Ernst, çevredeki şekilleri ve formları rastgele uyaranlar olarak ele almış ve onlara yanıt verme yoluyla elde ettiği eserler yaratmıştı.

Ernst’in arzusu, bilinçdışının, bilinçli zekanın minimum müdahalesi ile yaratmasına izin verebilmekti.

En ünlü sürrealist sanatçılardan biri olan Salvador Dali de bilinçdışını göstermek için birden fazla sembolik imge kullandı. Resimleri tuhaf olarak adlandırılıyor, rüyalarından ve cinselliğe olan korkusundan besleniyordu. Bu korku, şiddet içeren görüntüleri tasvir eden birçok eserinde de mevcuttu.

Salvador Dali- The Persistence of Memory

Salvador Dali’nin tablosu olan Hafızanın Kalıcılığı, muhtemelen sürrealizm denince akla gelen ilk eserdir. Dali ilhamını; sıcak bir günde erimesini izlediği peynirden aldığını söylemişti.
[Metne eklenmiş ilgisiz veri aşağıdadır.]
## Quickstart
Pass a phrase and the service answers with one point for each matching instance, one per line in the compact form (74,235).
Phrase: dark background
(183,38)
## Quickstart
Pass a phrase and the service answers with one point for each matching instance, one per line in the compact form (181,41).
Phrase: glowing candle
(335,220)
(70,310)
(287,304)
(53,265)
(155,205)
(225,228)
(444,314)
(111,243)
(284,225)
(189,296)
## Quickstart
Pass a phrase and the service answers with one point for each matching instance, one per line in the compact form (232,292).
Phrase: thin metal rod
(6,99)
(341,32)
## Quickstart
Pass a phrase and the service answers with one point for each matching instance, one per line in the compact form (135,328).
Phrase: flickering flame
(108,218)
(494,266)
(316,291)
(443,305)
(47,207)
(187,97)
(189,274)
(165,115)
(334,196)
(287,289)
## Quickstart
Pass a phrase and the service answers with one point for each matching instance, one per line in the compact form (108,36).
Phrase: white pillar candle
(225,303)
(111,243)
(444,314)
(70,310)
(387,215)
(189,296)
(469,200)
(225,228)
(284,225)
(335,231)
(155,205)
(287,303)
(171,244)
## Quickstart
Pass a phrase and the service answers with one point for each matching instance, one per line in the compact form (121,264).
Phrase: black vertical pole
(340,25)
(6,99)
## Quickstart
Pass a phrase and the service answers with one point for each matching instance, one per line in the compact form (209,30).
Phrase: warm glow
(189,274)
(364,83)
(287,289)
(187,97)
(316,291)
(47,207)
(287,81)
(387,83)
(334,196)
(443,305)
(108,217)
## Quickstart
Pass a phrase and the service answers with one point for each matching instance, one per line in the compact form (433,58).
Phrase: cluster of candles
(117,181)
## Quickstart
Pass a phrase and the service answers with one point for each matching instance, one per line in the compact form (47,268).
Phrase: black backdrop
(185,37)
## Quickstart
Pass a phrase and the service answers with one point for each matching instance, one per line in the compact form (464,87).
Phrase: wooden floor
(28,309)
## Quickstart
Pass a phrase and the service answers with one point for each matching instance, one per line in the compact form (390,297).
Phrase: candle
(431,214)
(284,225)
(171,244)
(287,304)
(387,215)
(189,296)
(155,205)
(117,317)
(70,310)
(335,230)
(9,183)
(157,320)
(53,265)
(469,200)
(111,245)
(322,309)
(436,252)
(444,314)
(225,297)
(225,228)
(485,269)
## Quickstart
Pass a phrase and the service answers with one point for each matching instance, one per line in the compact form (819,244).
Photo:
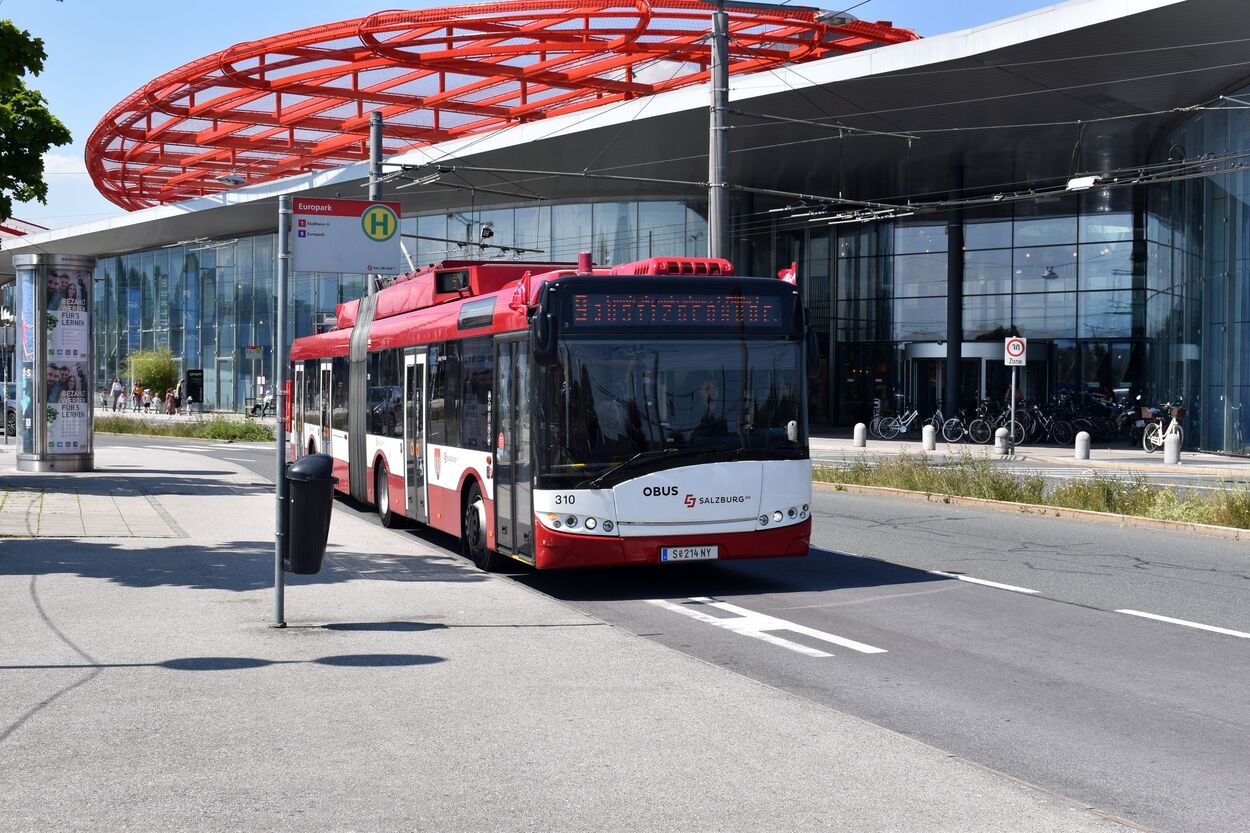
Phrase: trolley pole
(375,173)
(718,143)
(281,497)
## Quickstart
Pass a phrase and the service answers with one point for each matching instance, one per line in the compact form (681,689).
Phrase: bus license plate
(689,553)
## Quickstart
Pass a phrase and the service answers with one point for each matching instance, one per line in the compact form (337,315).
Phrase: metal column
(281,494)
(718,143)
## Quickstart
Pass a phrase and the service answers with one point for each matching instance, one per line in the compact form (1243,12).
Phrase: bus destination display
(675,309)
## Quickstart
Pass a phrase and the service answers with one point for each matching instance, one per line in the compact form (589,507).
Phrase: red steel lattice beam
(300,101)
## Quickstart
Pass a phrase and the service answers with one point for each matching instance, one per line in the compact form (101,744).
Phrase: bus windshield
(620,404)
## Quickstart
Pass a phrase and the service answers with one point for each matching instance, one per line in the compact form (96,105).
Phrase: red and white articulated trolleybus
(570,415)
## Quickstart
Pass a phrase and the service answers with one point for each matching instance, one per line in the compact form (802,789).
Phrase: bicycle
(903,424)
(983,428)
(955,429)
(1155,434)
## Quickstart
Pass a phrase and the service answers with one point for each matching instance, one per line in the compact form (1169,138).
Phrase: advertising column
(56,367)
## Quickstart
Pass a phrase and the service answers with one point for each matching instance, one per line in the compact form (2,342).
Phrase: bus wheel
(473,540)
(381,497)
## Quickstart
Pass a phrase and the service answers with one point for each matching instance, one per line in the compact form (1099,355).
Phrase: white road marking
(759,626)
(1188,624)
(973,580)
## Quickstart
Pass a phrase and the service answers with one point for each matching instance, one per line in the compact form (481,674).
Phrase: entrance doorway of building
(225,384)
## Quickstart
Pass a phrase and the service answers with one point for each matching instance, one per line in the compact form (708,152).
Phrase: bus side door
(514,507)
(296,405)
(324,445)
(414,435)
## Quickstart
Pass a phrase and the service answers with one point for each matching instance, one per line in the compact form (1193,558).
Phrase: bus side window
(478,378)
(339,394)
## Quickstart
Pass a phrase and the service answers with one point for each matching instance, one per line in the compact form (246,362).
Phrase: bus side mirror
(543,335)
(813,355)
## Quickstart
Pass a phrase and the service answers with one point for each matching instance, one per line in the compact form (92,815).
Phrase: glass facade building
(1130,290)
(210,300)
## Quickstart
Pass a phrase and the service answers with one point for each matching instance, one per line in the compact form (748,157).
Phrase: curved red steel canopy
(300,101)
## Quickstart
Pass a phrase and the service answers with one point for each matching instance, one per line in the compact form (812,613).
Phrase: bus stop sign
(1014,352)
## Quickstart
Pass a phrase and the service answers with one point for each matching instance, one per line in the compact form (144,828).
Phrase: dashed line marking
(761,627)
(974,580)
(1226,632)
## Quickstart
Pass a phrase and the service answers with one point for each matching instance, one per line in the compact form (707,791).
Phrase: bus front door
(324,407)
(296,405)
(514,507)
(414,437)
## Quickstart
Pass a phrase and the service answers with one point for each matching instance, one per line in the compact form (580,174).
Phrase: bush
(154,369)
(211,428)
(975,477)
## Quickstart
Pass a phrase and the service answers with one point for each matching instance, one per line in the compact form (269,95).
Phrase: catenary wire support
(718,140)
(281,489)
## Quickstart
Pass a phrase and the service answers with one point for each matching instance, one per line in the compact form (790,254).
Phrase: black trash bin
(311,498)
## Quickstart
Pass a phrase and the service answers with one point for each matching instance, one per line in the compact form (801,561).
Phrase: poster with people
(68,418)
(69,372)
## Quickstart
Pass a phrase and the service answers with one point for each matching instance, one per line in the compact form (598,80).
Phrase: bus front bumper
(559,549)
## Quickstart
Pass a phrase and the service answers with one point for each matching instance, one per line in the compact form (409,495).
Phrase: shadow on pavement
(394,627)
(238,565)
(821,569)
(243,663)
(154,482)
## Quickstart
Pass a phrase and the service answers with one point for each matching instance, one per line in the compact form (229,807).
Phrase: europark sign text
(353,237)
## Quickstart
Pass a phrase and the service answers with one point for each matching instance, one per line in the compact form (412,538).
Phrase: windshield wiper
(641,458)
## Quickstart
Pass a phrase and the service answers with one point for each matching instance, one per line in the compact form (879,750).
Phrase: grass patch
(210,428)
(975,477)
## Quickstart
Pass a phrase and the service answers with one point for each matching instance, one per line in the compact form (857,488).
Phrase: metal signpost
(1014,350)
(284,262)
(350,237)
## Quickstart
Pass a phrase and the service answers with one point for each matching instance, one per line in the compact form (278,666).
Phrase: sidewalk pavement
(141,689)
(828,447)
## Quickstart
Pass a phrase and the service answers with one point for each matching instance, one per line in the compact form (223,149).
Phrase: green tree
(154,369)
(26,126)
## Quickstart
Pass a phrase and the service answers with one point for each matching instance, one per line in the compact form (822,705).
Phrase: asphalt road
(1026,644)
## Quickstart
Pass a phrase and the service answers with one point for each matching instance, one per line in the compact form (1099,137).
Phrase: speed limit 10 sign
(1014,352)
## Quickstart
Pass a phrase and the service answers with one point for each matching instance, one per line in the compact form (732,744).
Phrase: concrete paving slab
(143,689)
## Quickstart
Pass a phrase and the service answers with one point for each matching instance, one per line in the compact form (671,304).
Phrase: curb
(1228,533)
(1066,462)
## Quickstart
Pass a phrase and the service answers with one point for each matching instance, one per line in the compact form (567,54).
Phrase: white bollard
(1171,449)
(1000,440)
(1083,445)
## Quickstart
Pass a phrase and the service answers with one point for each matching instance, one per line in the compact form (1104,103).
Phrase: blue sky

Onun tuvallere yansıttığı semboller günümüzde bile hala en çok araştırılan ve anlamlandırılmaya çalışılan semboller arasındadır.

Eriyen Saatler

Tuvaline yansıttığı algı, zamanın geçişini görünür hale getirme çabasıydı. Zamanın hızının herkese ve her şeye farklı bir etkisi olduğunu gözlemlemiş ve bu gözlemini saatlere, zamanın çok daha net sembollerine aktarabilmişti. Saatler, zamanın tüm evrendeki varlığını temsil ediyorlardı. Bu semboller, kendini ve diğer her şeyi yiyip bitiren metafiziksel bir zaman imgesini anlatıyordu.

Karıncalar

Dali beş yaşındayken karıncalar tarafından yenen ve geriye kabuğundan başka hiçbir şey kalmayan bir böcek görmüştü. Dali’nin resimlerindeki ve heykellerindeki karıncalar; ölüme, çürümeye ve bir yandan da süreksizliğe atıfta bulunuyordu.
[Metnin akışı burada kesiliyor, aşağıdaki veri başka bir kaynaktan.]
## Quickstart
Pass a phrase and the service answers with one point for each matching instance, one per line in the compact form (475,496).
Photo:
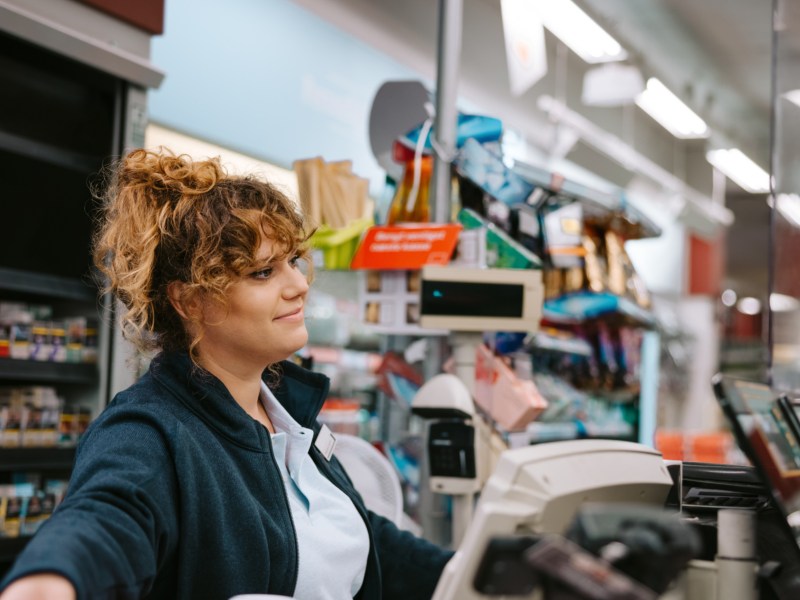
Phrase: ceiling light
(579,32)
(740,169)
(783,303)
(793,96)
(612,84)
(749,305)
(670,111)
(729,297)
(789,206)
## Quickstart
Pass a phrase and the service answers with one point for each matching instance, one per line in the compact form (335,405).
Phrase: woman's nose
(297,283)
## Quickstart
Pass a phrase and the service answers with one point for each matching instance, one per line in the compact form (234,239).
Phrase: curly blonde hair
(167,218)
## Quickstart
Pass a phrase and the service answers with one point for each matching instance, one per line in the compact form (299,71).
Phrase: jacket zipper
(288,507)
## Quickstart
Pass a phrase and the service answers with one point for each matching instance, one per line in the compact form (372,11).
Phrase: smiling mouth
(291,314)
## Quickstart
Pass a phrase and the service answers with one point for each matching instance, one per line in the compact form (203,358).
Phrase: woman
(210,477)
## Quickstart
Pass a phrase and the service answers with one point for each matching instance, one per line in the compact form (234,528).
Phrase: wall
(271,80)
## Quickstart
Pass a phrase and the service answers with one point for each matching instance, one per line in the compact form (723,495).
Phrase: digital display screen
(766,436)
(467,299)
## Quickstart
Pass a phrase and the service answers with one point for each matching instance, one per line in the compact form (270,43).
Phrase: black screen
(463,299)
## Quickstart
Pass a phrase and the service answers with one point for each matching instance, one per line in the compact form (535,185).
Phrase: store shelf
(50,286)
(10,547)
(47,372)
(35,459)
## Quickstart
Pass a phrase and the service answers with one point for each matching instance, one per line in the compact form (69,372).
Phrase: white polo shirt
(332,539)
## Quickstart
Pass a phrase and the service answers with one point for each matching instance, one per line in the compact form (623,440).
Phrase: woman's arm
(42,586)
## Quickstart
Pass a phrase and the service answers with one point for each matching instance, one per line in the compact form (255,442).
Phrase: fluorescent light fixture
(793,96)
(749,305)
(736,165)
(783,303)
(729,297)
(579,32)
(789,206)
(670,111)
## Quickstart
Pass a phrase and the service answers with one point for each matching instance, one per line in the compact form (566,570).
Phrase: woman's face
(264,320)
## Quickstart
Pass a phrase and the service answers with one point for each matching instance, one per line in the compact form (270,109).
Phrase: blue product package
(486,170)
(477,127)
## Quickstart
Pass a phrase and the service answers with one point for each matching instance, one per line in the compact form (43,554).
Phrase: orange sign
(406,246)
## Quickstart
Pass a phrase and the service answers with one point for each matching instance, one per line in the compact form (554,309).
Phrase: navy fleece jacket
(176,494)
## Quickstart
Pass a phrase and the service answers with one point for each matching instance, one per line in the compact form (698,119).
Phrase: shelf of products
(12,370)
(54,332)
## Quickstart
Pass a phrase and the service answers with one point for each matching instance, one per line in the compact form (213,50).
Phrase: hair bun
(166,171)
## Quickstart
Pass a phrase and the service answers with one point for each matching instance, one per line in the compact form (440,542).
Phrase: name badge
(326,442)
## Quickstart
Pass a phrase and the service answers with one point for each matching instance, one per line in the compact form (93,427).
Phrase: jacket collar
(300,392)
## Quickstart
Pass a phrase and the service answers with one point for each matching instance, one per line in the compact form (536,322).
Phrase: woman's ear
(183,307)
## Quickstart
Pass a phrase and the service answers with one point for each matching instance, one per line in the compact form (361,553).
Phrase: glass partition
(784,314)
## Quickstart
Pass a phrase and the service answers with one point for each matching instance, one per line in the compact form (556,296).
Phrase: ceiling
(715,54)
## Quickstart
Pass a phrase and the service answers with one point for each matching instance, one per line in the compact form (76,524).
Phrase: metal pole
(444,125)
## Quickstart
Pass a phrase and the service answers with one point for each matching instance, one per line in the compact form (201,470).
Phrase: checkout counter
(596,519)
(611,520)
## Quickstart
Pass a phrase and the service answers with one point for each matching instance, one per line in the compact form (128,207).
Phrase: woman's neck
(243,383)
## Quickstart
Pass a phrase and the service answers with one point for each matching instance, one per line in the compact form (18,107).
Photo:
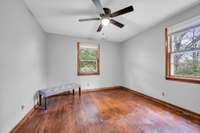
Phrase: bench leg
(45,103)
(79,90)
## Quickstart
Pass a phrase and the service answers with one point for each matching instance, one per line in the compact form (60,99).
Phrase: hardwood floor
(110,111)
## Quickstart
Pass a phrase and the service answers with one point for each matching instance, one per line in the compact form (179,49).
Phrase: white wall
(22,62)
(62,63)
(144,66)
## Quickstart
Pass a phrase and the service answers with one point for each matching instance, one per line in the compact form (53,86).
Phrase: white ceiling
(61,16)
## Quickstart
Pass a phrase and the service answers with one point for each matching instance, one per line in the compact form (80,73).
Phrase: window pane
(186,40)
(88,66)
(186,64)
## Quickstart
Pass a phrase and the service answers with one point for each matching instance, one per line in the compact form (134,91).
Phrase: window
(183,52)
(88,59)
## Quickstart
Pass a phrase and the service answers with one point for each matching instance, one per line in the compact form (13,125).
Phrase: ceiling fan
(106,16)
Bazı eleştirmenler karınca sembolünün ezici bir cinsel arzuyu temsil ettiğini de savunmaktadır.

Yumurtalar

Yumurta, sert dış yüzeyi ve yumuşak iç kısmı göz önüne alındığında Dali’nin favori sembollerindendir. Dali yumurtayı doğum öncesi görüntülere ve rahim içi evrene bağlamış ve bu nedenle hem umut hem de sevginin sembolü olarak kullanmıştı.

Koltuk değnekleri

Koltuk değneği imgesi de Dali’nin birçok eserinde vardı. Bu değnekler her şeyden önce gerçek dünyanın zeminine atılan bir çapaydı ve yaşamdaki yetersizliğe manevi ve fiziksel destek sağlıyordu. Koltuk değneği aynı zamanda temel insani değerleri destekleyen geleneğin de bir sembolüydü.

Filler

Dali’nin filleri genellikle uzun ve çok eklemli bacakları ile sırtlarında farklı nesneler taşırken tasvir edilmişlerdi. Bu filler hem geleceği hem de gücü temsil ediyordu. Genellikle iktidar ve tahakküm sembolleri olan dikilitaşları taşıyorlardı.

Çekmeceler

Çekmeceler, kadınların gizli cinselliğinin bir temsiliydi. Freud’dan etkilenen Dali, çekmecelerin çoğunu biraz aralık olarak tasvir ederek kadınlara; sırlarının bilindiğini ve artık korkmamaları gerektiğini anlatmaya çalışıyordu.

Salyangozlar

Salyangoz sembolü, Dali’nin Sigmund Freud ile tanışmasıyla yakından bağlantılıydı. Başına gelen hiçbir şeyin tesadüf olmadığına inanan ressam; Freud’un evinin önünde duran bisikletin üzerinde bir salyangoz gördüğünde büyülenmişti. Salyangozu bir insan kafasıyla, özellikle de Freud’un kafasıyla birleştirdi. Yumurta imgesi gibi; salyangozların sert kabukları, yumuşak iç kısımları ve kıvrımlarının geometrisi de Dali’ye ilham vermişti.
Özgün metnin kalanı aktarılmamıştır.